Rift received "favorable" reviews according to the review aggregation website Metacritic.

PC Gamer said the game was "absolutely colossal, [and] Rift aims high and hits its mark, proving that there's room to grow within the traditional MMO format." GameSpy stated "it's worth noting that Rift has already emerged as Blizzard's best competition in years" and praised the dynamic world offered from rift events, but also questioned "how well its initially refreshing concepts will hold up after months of playtime." IGN stated that "soul building is very flexible and rifts are great fun" and that although "there's not a lot of originality" and "everything works exactly as it should," and concluding that "Telara is a worthy alternative to Azeroth for anyone looking to explore a new world."

In August 2011, Trion announced that 1 million users/players had played the game and by January 2012 it had earned $100 million in total revenue.

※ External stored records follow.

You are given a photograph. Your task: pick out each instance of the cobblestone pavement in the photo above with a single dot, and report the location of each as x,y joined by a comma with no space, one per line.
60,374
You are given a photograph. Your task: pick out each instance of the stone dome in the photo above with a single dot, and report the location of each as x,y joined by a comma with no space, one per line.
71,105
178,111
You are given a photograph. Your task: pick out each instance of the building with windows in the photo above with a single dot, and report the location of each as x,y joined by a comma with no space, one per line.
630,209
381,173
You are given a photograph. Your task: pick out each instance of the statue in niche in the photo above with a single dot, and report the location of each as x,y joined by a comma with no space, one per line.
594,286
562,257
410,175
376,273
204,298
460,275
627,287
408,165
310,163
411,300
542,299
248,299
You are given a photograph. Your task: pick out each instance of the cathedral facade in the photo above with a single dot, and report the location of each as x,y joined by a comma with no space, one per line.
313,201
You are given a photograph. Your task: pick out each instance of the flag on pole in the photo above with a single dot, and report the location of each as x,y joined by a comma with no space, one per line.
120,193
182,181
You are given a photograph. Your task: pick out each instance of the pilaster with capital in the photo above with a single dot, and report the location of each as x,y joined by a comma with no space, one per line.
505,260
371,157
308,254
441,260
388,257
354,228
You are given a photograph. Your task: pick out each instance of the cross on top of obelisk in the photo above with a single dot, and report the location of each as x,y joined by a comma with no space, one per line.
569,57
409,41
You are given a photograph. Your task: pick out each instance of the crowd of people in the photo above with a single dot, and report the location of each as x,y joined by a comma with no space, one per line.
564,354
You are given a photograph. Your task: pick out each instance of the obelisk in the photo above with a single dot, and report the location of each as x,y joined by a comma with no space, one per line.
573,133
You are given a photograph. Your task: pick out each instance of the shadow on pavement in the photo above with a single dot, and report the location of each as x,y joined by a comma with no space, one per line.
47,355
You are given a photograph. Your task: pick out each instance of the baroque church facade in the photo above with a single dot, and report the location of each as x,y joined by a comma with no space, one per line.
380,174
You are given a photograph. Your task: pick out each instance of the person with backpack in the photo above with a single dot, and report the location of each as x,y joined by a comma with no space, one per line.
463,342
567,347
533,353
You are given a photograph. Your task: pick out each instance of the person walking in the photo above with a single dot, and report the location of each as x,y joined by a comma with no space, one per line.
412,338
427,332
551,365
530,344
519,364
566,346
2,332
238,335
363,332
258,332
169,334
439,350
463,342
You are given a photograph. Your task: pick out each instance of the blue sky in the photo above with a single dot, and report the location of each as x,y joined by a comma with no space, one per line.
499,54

At the 2011 Game Developers Conference in Austin, Texas, Rift won awards for "Best New Online Game" and "Best Online Technology". IGN awarded Rift "Best PC Persistent World/MMO Game of 2011" calling it "the most bug-free and out-of-the-gate high-quality MMO ever created."

Aggregate score
| Aggregator | Score |
|---|---|
| Metacritic | 84/100 |

Review scores
| Publication | Score |
|---|---|
| Eurogamer | 8/10 |
| GamePro | 4.5/5 |
| GameRevolution | B |
| GameSpot | 8/10 |
| GameSpy | 4/5 |
| GamesRadar+ | 4/5 |
| GameTrailers | 8.2/10 |
| GameZone | 8.5/10 |
| IGN | 8.5/10 |
| PC Gamer (US) | 85% |
| PC PowerPlay | 8/10 |
| The Escapist | 4/5 |

Awards
| Publication | Award |
|---|---|
| Game Developers Conference | Best New Online Game and Best Online Technology |
| IGN | Best PC Persistent World/MMO Game of 2011 |
| MMORPG.com | Game of the Year 2011 |
| Joystiq | Most Improved MMO Since Launch 2012 |

==Lawsuit==
In 2010 the company Palladium Books sued Trion over the similarity of this game's title to Rifts, which was created in 1990.